For the first five months, the paper was apparently published upstairs in the Miller and Lux Building, where Pioneer Drug is now located, and touched on many of the same news topics to be found in a typical issue of today's paper.  The headline for the second issue proclaimed, "Gustine to have branch library."  A week later the story was headlined, "Irrigators will hold next meeting here."  

The Standard followed by one year the short-lived Gustine News.  When just three weeks old the Standard wanted to know "whether or not it expected to pay for the alleged sins of its predecessor, the defunct Gustine News."  The publisher had been out selling subscriptions and evidently had encoutered some resistance or distrust.

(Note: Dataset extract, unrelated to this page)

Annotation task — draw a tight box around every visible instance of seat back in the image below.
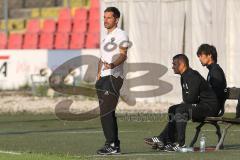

The Standard reportedly moved from its original location to the Johnson-Ames Building, located "near the hall of justice, west of the railroad" in 1913.   Around 1915 the paper moved yet again to the McLaughlin Building, on the northeast corner of Fifth Street and Third Avenue -- but not before the office site was used as the first home for Gustine High School in 1913.  The McLaughlin building was eventually town down and a new building built in 1948 by Luther Headings at a cost of $15,000.  The Standard would remain in that building until 1987, when it moved down the street to 461 Fifth Street.  "We are pleased to be able to have relocated The Gustine Standard office in this new location," then general manager John Sheilds said in an interview at the time.

The Gustine Standard went through a number of ownership changes over the years, with the last owner being the Lesher family of Merced County, who owned several newspapers throughout the region including the defunct Newman News.  In 1990 the paper merged with the Gustine Press, which was started in 1984 by Mattos Newspapers, Inc. as a competitor to the Standard.  The paper became the Gustine Press-Standard, which remains the name it is published under to this day.